The invisible problem characters in this case are newlines.
Did you ever wonder what was at the end of your lines? As a programmer, I knew there were end of line characters, but I honestly never thought much about them. They just … worked. But newlines aren't a universally accepted standard; they are different depending who you ask, and what platform they happen to be computing on:
DOS / Windows | CR LF | rn | 0x0D 0x0A |
Mac (early) | CR | r | 0x0D |
Unix | LF | n | 0x0A |
The Carriage Return (CR) and Line Feed (LF) terms derive from manual typewriters, and old printers based on typewriter-like mechanisms (typically referred to as 'Daisywheel' printers).
On a typewriter, pressing Line Feed causes the carriage roller to push up one line -- without changing the position of the carriage itself -- while the Carriage Return lever slides the carriage back to the beginning of the line. In all honesty, I'm not quite old enough to have used electric typewriters, so I have a dim recollection, at best, of the entire process. The distinction between CR and LF does seem kind of pointless -- why would you want to move to the beginning of a line without also advancing to the next line? This is another analog artifact, as Wikipedia explains:
On printers, teletypes, and computer terminals that were not capable of displaying graphics, the carriage return was used without moving to the next line to allow characters to be placed on top of existing characters to produce character graphics, underlines, and crossed out text.
So far we've got:
Pretty much business as usual in computing. If you're curious, as I was, about the historical basis for these decisions, Wikipedia delivers all the newline trivia you could possibly want, and more:
The sequenceCR+LF
CP/M's use of CR+LF
made sense for using computer terminals via serial lines. MS-DOS adopted CP/M's CR+LF
, and this convention was inherited by Windows.
This exciting difference in how newlines work means you can expect to see one of three (or more, as we'll find out later) newline characters in those 'simple' ASCII text files.

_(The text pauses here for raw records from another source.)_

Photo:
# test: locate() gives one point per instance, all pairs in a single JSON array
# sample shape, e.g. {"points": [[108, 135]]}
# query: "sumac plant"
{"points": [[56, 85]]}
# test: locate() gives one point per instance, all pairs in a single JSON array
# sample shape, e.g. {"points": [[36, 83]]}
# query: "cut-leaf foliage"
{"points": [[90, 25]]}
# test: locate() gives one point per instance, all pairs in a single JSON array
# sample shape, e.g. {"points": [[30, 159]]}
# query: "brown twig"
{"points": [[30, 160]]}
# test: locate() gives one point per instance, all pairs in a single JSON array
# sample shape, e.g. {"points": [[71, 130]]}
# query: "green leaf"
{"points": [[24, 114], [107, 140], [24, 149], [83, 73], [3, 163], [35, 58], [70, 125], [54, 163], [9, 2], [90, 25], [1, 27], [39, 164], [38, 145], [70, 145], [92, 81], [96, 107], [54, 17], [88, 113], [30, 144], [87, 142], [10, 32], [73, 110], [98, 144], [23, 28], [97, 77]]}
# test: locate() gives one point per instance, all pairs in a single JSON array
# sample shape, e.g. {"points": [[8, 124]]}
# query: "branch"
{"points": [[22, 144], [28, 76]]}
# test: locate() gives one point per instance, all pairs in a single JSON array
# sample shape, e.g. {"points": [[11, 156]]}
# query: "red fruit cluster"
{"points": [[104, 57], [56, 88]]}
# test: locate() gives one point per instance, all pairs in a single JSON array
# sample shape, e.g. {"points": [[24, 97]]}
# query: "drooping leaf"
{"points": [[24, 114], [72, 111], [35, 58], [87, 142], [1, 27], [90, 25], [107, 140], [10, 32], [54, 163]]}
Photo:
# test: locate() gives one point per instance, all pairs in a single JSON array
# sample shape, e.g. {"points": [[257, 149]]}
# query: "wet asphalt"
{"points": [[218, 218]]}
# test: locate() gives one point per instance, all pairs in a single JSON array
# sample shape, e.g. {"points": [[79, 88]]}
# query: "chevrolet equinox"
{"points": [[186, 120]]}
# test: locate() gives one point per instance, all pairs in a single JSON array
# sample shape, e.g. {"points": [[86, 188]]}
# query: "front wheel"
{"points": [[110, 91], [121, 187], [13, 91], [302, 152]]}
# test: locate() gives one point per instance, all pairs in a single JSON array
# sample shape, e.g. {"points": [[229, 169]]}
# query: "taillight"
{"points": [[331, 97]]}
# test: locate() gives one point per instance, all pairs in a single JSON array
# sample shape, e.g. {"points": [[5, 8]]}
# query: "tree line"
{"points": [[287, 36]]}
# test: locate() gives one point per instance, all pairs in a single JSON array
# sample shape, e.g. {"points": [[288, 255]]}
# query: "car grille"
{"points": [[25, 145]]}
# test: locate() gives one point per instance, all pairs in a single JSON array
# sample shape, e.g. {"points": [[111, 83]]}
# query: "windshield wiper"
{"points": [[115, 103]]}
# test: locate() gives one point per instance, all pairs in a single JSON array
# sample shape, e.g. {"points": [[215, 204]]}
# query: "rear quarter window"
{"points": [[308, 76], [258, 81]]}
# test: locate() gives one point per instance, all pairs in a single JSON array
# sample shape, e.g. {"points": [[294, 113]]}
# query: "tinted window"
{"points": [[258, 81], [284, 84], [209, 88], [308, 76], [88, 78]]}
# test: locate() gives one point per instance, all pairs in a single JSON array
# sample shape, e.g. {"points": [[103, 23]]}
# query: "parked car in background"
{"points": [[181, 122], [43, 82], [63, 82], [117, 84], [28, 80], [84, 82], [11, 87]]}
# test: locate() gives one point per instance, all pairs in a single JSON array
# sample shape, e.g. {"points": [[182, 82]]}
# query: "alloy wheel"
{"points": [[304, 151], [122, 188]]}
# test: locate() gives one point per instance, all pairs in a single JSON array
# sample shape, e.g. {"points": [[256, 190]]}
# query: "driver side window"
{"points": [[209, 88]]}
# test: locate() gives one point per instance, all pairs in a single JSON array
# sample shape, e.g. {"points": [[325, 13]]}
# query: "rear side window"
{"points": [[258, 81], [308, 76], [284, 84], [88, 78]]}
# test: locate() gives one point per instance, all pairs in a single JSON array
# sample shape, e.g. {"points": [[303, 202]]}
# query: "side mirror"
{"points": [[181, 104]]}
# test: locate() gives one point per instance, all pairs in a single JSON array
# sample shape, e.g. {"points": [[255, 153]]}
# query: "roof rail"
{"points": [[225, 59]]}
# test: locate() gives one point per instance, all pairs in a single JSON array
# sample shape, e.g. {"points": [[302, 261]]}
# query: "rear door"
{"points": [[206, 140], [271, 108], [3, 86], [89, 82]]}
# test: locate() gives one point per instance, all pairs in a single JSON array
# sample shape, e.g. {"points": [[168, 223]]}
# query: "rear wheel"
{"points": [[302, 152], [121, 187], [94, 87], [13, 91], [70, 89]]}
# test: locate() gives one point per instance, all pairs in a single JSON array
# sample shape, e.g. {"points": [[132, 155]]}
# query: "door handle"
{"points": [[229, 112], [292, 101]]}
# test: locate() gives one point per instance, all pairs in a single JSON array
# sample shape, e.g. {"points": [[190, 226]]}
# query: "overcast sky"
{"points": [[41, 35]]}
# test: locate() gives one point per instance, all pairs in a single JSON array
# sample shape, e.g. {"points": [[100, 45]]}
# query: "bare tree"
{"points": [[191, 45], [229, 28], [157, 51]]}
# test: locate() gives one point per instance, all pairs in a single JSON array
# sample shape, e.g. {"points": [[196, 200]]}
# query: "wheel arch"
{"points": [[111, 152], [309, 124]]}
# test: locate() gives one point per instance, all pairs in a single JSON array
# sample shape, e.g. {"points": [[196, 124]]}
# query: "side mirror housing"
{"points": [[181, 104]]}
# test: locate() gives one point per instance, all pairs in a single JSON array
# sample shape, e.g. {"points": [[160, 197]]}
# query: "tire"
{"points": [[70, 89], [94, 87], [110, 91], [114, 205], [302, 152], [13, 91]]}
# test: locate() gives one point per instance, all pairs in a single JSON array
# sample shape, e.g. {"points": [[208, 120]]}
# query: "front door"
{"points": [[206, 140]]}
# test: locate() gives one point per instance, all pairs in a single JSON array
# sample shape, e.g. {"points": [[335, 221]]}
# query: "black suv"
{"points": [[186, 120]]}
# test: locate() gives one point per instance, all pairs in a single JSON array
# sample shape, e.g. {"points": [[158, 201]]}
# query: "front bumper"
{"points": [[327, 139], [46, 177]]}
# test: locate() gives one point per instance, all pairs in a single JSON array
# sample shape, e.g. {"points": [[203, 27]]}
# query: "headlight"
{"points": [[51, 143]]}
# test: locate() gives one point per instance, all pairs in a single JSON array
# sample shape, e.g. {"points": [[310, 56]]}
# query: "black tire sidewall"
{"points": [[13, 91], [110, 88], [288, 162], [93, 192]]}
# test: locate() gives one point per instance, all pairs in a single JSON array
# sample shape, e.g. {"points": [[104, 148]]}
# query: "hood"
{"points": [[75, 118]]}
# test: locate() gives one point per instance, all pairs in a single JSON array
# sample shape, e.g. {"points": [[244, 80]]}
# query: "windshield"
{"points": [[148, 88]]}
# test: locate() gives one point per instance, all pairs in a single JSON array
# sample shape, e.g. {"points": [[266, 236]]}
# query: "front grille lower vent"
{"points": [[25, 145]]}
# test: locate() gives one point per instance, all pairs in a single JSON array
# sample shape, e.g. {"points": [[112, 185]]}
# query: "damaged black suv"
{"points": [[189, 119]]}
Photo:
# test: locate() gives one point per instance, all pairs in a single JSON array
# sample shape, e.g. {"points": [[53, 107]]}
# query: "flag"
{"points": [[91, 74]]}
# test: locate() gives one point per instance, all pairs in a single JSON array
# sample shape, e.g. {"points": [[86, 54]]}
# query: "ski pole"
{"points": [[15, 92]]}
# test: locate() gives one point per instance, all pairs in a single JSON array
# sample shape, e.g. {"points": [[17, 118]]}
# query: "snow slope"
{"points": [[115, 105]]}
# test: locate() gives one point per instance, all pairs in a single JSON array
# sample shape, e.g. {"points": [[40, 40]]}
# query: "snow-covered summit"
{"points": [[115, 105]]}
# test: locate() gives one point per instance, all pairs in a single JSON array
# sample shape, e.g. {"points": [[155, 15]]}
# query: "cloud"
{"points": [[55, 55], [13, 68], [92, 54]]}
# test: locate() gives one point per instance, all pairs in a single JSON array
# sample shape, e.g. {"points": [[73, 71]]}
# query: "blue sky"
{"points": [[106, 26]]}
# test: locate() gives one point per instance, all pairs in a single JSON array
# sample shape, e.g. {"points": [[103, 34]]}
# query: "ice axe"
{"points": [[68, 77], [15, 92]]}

If you're fortunate, you'll pick a fairly intelligent editor that can detect and properly display the line endings of whatever text files you open. If you're less fortunate, you'll see onegiantunbrokenline, or a bunch of extra ^M
characters in the file.
Even worse, it's possible to mix all three of these line endings in the same file. Innocently copy and paste a comment or code snippet from a file with a different set of line endings, then save it. Bam, you've got a file with multiple line endings. That you can't see. I've accidentally done it myself. (Note that this depends on your choice of text editor; some will auto-normalize line endings to match the current file's settings upon paste.)
This is complicated by the fact that some editors, even editors that should know better, like Visual Studio, have no mode that shows end of line markers. That's why, when attempting to open a file that has multiple line endings, Visual Studio will politely ask you if it can normalize the file to one set of line endings.

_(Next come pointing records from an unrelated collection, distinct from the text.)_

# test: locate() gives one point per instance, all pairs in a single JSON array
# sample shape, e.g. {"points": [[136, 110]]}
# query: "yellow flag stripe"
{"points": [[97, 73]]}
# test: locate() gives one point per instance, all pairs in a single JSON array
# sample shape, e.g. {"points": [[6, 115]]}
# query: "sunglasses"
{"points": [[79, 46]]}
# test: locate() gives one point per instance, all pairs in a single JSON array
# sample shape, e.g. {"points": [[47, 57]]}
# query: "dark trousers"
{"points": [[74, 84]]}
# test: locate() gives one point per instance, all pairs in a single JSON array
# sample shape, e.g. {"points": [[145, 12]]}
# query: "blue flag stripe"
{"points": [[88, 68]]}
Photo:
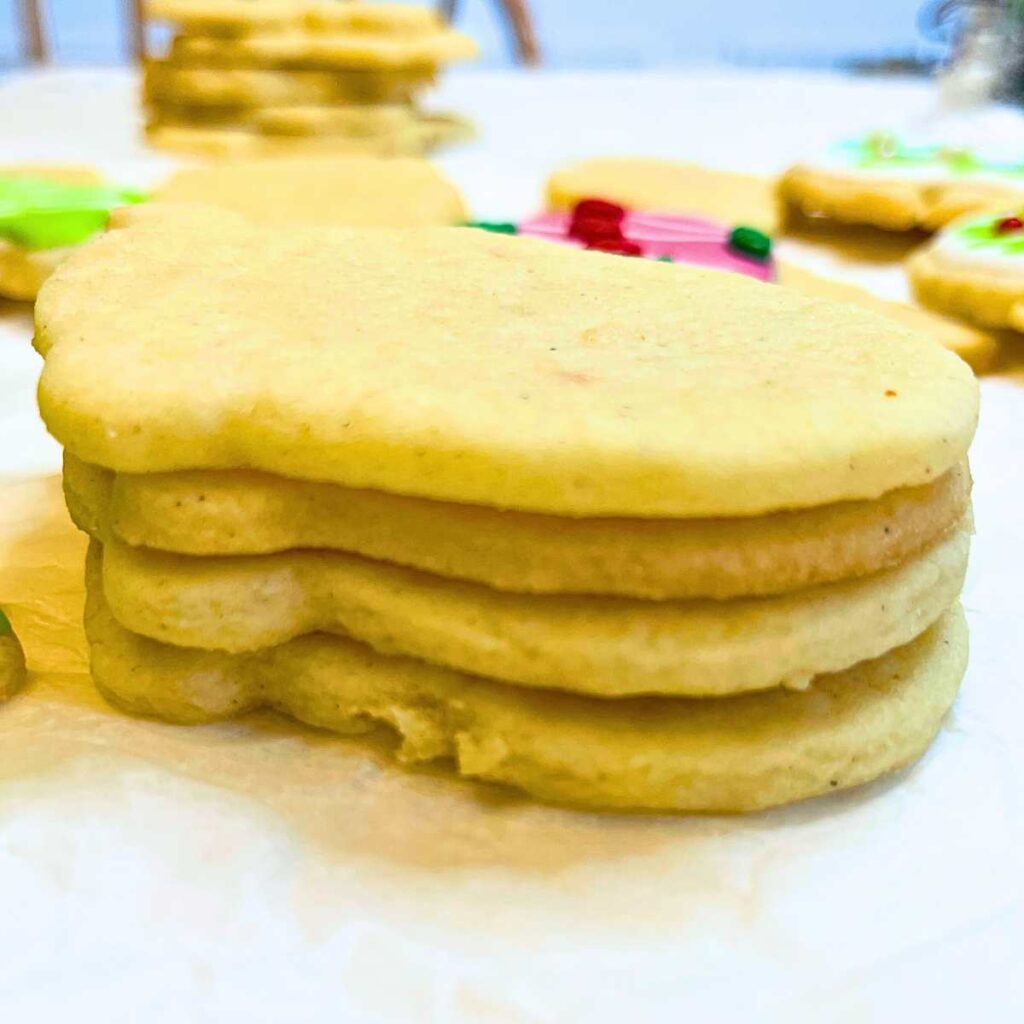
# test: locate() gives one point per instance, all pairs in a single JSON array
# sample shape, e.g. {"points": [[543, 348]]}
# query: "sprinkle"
{"points": [[620, 246], [593, 228], [599, 209], [497, 226], [751, 242]]}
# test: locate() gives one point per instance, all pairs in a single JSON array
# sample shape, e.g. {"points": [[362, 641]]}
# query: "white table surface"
{"points": [[903, 902]]}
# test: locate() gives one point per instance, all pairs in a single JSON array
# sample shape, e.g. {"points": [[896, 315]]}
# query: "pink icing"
{"points": [[684, 240]]}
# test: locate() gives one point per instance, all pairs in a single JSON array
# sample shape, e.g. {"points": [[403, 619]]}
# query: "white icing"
{"points": [[960, 252]]}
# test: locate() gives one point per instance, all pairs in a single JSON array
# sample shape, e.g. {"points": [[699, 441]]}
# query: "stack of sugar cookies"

This Visual Studio dialog presents the following five (!) possible set of line endings for the file:
The last two are new to me. I'm not sure under what circumstances you would want those Unicode newline markers.

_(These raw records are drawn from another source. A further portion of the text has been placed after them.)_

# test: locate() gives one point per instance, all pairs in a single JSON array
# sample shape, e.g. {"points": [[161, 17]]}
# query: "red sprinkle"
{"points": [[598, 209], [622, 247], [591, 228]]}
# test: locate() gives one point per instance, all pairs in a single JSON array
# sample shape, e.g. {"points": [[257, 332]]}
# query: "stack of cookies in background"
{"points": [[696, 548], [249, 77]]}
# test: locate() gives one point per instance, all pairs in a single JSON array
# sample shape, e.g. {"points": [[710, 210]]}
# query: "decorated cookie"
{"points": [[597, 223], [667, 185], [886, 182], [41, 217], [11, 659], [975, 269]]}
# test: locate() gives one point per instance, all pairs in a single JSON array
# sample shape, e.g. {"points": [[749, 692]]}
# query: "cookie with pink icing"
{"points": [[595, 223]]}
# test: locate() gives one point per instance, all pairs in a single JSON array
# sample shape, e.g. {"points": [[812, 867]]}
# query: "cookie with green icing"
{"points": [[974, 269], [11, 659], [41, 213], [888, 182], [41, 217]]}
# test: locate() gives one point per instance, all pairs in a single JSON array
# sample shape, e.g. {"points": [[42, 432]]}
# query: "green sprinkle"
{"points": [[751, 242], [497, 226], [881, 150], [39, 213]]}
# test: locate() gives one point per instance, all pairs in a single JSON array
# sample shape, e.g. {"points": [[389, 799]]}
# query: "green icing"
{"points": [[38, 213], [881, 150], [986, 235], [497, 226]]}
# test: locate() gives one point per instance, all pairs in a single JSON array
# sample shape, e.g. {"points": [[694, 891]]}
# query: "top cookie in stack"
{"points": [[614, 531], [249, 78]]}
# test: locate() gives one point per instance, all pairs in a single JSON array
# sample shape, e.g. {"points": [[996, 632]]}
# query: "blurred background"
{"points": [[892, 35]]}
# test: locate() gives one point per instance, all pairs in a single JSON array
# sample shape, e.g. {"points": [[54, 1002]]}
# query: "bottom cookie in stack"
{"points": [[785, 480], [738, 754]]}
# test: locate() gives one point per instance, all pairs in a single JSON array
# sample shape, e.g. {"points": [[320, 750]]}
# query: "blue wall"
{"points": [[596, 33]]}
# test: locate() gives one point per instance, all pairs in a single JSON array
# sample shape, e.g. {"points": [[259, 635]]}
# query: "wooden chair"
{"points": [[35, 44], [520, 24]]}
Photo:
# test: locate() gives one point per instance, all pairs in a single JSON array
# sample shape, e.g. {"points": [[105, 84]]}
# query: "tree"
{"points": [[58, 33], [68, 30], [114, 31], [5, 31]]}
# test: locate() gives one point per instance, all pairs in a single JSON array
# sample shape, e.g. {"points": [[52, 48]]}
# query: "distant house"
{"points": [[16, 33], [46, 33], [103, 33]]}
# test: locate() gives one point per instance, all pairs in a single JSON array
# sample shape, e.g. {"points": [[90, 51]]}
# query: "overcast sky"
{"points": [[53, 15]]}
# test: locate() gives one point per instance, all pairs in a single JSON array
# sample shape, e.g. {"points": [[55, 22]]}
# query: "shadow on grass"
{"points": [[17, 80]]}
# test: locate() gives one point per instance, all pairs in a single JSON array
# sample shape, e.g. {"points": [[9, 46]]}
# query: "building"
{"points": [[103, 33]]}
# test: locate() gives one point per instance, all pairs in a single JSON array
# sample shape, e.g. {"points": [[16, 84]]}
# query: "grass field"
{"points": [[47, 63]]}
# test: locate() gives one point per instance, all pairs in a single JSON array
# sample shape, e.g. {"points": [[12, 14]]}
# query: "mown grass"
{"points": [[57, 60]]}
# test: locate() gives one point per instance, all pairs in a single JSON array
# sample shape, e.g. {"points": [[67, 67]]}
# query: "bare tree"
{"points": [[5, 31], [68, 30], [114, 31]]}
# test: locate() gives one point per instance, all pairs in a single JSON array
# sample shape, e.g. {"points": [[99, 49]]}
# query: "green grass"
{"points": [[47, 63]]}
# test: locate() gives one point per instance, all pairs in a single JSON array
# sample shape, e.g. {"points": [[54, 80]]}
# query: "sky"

Even if you rule out unicode and stick to old-school ASCII, like most Facebook relationships … it's complicated. I find it fascinating that the mundane ASCII newline has so much ancient computing lore behind it, and that it still regularly bites us in unexpected places.
If you work with text files in any capacity -- and what programmer doesn't -- you should know that not all newlines are created equally. The Great Newline Schism is something you need to be aware of. Make sure your tools can show you not just those pesky invisible white space characters, but line endings as well.